We can raise exponential to another power, or take a power of a power. The result is a single exponential where the power is the product of the original exponents:\begin{gather}(x^a)^b = x^{ab}. \label{power_power}\end{gather}

We can see this result by writing it as a product where the $x^a$ is repeated $b$ times:\begin{gather*}(x^a)^b = \underbrace{x^a \times x^a \times \cdots \times x^a}_{b\text{ times}}.\end{gather*}Next we apply rule \eqref{product} for the product of exponentials with the same base. We use this rule $b$ times to conclude that\begin{align*}(x^a)^b &= \underbrace{x^a \times x^a \times \cdots \times x^a}_{b\text{ times}}\\[0.2cm] &= x^{\overbrace{a + a + \cdots + a}^{b\text{ times}}}\\[0.2cm] &= x^{ab}.\end{align*}In the last step, we had to remember that multiplication can be defined as repeated addition.

##### Power of a product

If we take the power of a product, we can distribute the exponent over the different factors:\begin{gather} (xy)^a = x^ay^a. \label{power_product}\end{gather}

We can show this rule in the same way as we show that you can distribute multiplication over addition. One way to show this distributive law for multiplication is is to remember that multiplication is defined as repeated addition:\begin{align*} (x+y)a &= \underbrace{(x + y) + (x+y) + \cdots + (x+y)}_{a\text{ times}}\\[0.2cm] &= \underbrace{x + x + \cdots + x}_{a\text{ times}}+\underbrace{y+ y + \cdots + y}_{a\text{ times}}\\[0.2cm]\\ &= xa +ya.\end{align*}In the same way, we can show the distributive law for exponentiation:\begin{align*} (xy)^a &= \underbrace{(xy) \times (xy) \times \cdots \times (xy)}_{a\text{ times}}\\[0.2cm] &= \underbrace{x \times x \times \cdots \times x}_{a\text{ times}}\times\underbrace{y \times y \times \cdots \times y}_{a\text{ times}}\\[0.2cm]\\ &= x^a y^a.\end{align*}

This rule also works for quotients\begin{gather*} \left(\frac{x}{y}\right)^a = \frac{x^a}{y^a},\end{gather*}but it does NOT work for sums. For example, \begin{align*} (3+5)^2 = 8^2 = 64,\end{align*}but this is NOT equal to \begin{align*} 3^2+5^2 = 9 + 25 =34.\end{align*}

#### Special cases

The following are special cases that follow from the rules.

##### The power of one

The simplest special case is that raising any number to the power of 1 doesn't do anything:\begin{gather}x^1=x.\label{power_one}\end{gather}

##### The power of zero

As long as $x$ isn't zero, raising it to the power of zero must be 1:$$x^0=1.$$We can see this, for example, from the quotient rule, as$$1 = \frac{x^a}{x^a} = x^{a-a}=x^0.$$

The expression $0^0$ is indeterminate. You can see that it must be indeterminate, because you can come up with good reasons for it to be two different values.

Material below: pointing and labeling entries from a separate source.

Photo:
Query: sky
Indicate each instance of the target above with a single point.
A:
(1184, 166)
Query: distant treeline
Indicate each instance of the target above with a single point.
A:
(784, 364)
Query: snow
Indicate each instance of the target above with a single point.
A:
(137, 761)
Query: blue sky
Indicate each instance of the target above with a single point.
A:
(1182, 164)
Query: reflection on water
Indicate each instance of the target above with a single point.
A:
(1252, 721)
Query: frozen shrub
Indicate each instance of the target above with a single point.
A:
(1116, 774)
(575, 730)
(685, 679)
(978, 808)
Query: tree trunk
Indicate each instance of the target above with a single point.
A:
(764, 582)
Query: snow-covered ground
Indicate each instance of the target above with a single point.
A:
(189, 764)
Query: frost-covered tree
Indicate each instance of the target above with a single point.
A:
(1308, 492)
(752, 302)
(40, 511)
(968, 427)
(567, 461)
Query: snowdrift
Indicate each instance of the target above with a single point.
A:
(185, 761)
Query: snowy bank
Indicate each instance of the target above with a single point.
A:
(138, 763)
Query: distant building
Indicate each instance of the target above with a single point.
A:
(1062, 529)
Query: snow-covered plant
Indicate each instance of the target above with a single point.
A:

First, from above, if $x \ne 0$, then $x^0=1$, no matter how small $x$ is. If we just let $x$ go all the way to zero (take the limit as $x$ goes to zero), then it seems that $0^0$ should be 1.

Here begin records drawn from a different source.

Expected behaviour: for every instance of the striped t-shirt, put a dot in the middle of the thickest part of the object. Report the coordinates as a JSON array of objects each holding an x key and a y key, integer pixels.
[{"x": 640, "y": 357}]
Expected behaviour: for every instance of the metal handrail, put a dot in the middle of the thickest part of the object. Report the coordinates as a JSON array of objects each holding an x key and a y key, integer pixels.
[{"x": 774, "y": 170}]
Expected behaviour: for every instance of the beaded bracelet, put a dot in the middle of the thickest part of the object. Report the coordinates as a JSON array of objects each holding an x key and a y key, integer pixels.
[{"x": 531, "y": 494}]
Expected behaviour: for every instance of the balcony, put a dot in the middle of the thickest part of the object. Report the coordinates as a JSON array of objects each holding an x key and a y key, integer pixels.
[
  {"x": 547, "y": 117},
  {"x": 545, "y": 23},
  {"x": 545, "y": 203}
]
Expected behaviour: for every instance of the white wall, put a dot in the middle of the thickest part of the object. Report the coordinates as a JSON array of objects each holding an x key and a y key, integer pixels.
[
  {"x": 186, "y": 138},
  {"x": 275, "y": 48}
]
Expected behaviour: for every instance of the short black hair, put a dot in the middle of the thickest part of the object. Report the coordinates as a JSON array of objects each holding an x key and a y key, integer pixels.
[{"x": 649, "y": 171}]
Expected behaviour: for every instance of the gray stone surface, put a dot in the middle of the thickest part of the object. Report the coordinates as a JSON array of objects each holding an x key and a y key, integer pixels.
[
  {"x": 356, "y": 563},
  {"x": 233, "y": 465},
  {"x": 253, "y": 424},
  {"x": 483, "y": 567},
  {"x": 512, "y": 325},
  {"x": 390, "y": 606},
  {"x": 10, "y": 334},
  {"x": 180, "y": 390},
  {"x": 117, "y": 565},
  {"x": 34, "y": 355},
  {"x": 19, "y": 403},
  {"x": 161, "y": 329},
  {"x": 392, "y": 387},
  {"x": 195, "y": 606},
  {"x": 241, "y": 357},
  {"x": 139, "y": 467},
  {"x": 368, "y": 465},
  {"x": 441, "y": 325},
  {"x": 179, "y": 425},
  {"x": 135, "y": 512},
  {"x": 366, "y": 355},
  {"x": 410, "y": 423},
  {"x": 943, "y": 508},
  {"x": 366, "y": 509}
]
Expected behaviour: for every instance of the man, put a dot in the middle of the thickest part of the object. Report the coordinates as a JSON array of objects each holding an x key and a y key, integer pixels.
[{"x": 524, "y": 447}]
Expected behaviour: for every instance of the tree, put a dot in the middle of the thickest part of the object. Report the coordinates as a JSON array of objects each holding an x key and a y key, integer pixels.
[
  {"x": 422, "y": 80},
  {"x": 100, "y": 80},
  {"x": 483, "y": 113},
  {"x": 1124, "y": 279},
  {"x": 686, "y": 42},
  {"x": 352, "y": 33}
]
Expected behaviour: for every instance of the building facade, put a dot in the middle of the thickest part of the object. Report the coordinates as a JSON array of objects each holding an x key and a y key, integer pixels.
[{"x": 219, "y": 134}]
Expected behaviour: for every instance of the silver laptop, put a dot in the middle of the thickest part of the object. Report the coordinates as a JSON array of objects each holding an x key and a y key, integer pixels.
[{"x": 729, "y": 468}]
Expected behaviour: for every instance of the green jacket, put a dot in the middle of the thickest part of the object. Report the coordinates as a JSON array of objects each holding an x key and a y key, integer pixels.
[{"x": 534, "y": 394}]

On the other hand, $0^a=0$ as long as $a \ne 0$. Repeated multiplication of $0$ still gives zero, and we can use the above rules to show $0^a$ still is zero, no matter how small $a$ is, as long as it is nonzero. If just let $a$ go all the way to zero (take the limit as $a$ goes to zero), then it seems like $0^0$ should be 0.

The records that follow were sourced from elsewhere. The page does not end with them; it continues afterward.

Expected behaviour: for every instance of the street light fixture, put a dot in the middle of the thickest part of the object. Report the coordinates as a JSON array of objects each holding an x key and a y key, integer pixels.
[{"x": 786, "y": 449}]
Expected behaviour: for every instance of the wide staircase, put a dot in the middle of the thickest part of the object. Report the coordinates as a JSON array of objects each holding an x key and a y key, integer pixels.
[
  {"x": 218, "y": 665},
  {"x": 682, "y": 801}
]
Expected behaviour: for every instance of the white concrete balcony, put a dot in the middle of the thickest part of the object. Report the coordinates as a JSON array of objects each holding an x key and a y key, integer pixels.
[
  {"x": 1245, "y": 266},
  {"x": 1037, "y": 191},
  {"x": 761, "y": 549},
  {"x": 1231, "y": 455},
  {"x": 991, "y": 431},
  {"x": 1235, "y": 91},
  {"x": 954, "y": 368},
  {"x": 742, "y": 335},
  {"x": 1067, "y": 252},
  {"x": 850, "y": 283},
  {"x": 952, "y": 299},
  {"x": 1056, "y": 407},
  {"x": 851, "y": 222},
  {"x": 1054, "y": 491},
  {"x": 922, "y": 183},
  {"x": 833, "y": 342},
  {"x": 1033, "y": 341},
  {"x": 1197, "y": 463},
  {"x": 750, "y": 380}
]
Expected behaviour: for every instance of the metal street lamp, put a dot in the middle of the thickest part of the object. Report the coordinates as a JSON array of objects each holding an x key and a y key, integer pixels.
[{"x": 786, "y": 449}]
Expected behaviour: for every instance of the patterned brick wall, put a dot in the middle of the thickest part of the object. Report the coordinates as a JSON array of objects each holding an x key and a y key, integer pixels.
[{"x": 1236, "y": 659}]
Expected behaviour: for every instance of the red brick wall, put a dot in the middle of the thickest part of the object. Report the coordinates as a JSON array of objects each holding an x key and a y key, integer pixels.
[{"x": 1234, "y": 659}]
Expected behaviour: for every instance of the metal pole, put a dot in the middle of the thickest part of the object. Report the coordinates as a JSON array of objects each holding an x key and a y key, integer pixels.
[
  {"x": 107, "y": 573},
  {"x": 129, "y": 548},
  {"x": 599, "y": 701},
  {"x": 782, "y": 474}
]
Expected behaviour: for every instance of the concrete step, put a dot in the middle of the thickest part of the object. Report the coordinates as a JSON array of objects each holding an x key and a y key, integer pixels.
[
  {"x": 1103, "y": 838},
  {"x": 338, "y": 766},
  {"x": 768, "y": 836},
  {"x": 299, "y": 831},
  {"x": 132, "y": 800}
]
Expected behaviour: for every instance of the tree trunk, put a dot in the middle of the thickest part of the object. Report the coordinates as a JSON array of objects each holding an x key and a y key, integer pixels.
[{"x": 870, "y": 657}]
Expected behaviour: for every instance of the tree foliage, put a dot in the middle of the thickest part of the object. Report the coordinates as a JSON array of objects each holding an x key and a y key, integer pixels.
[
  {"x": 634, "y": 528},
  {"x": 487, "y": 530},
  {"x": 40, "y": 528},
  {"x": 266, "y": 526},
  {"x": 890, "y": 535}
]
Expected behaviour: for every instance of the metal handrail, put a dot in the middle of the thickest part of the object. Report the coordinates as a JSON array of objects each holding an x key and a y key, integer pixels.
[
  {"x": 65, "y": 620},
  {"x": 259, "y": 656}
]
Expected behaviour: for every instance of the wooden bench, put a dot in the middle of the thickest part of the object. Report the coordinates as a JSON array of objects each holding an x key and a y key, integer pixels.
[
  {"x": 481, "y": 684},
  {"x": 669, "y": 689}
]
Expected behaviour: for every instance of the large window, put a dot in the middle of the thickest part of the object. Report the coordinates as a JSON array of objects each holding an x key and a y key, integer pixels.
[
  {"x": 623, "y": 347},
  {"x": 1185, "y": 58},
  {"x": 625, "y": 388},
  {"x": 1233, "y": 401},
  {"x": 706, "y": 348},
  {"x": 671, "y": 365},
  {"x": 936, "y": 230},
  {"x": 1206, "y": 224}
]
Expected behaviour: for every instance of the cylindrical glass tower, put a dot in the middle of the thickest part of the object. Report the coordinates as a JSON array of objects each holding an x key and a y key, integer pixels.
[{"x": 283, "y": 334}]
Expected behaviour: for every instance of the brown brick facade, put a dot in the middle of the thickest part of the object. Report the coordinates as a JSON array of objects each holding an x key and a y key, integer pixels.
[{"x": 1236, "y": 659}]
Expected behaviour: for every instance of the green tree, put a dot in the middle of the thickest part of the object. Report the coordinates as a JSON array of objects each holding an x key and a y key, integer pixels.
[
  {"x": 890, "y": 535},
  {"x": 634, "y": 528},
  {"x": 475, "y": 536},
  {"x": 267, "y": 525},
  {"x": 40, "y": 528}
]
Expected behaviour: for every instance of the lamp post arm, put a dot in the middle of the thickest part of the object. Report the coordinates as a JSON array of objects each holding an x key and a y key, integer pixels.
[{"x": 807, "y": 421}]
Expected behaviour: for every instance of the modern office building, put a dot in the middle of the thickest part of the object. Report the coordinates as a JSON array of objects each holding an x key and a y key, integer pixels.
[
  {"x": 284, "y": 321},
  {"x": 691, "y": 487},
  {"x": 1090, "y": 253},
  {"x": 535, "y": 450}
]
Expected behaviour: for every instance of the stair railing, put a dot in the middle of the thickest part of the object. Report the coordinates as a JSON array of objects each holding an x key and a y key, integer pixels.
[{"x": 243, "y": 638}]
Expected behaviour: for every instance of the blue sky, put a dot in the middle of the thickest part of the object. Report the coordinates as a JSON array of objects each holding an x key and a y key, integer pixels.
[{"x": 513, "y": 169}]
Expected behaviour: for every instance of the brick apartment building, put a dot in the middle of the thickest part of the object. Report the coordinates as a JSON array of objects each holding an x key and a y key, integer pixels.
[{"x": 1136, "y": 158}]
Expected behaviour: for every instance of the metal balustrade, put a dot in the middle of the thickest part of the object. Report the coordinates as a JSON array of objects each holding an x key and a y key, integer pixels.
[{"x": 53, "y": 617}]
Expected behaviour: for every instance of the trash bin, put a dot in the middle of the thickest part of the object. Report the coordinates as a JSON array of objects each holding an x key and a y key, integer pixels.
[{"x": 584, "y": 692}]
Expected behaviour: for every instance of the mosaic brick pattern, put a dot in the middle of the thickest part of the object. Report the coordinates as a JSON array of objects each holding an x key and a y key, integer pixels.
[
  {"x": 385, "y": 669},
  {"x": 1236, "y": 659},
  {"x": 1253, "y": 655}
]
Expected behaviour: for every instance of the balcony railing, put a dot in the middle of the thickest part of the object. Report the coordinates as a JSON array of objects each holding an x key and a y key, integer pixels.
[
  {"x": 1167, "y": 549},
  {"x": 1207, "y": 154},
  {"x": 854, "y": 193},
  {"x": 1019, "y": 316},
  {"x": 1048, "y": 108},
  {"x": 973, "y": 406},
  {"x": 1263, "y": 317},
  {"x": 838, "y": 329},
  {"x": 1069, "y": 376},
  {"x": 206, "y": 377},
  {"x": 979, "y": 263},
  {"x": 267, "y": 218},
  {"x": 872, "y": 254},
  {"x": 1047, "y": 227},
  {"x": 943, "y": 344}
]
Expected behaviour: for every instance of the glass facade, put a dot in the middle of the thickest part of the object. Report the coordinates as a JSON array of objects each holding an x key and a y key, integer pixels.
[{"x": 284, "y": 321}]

In other words, if we start with $x^a$ for non-zero $x$ and non-zero $a$, we'll get a different answer for $0^0$ depending on whether we let $x$ go to zero first or $a$ go to zero first. There really is no way for deciding on a value for $0^0$, so we are forced to leave it indeterminate. You can check out this applet to visualize this argument.

##### The power of negative one

Negative one is a special value for an exponent, because taking a number to the power of negative one gives its reciprocal:$$x^{-1} = \frac{1}{x}.$$

##### The changing sign of exponent

In a similar vein, changing the sign of a exponent gives the reciprocal, so$$x^{-a} = \frac{1}{x^a}.$$

##### Fractional exponents

The power of power rule \eqref{power_power} allows us to define fractional exponents. For example, rule \eqref{power_power} tells us that\begin{gather*} 9^{1/2}=(3^2)^{1/2} = 3^{2 \cdot 1/2} = 3^1 = 3.\end{gather*}Taking a number to the power of $\frac{1}{2}$ undoes taking a number to the power of 2 (or squaring it). In other words, taking a number to the power of $\frac{1}{2}$ is the same thing as taking a square root:\begin{gather*} x^{1/2} = \sqrt{x}.\end{gather*}

Since $(x^n)^{1/n} = x^1 = x$, we can generalize the result so that taking a number to the power of $1/n$ is the same thing as taking the $n$th root:\begin{gather} x^{1/n} = \sqrt[n]{x}.\end{gather}

If $a$ is any rational number, then it can be written as $a=m/n$. We can define taking a number to the $a$th power as taking that number to the $m$th power and the $n$th root. We'll assume the base $x$ is non-negative so that we don't have to worry about doing things like taking the square root of a negative number. Then, the order doesn't matter and\begin{gather*} x^{m/n} = \sqrt[n]{x^m} = (\sqrt[n]{x})^m.\end{gather*}If $a$ is an irrational number, like $a=\pi$, then this process doesn't exactly work. But, since you can find a rational number as close as you want to any irrational number, you can approximate $x^a$ as well as you like. (To be precise, you could define $x^a$ in terms of a limit of $x^b$, where $b$ are rational numbers approaching $a$.)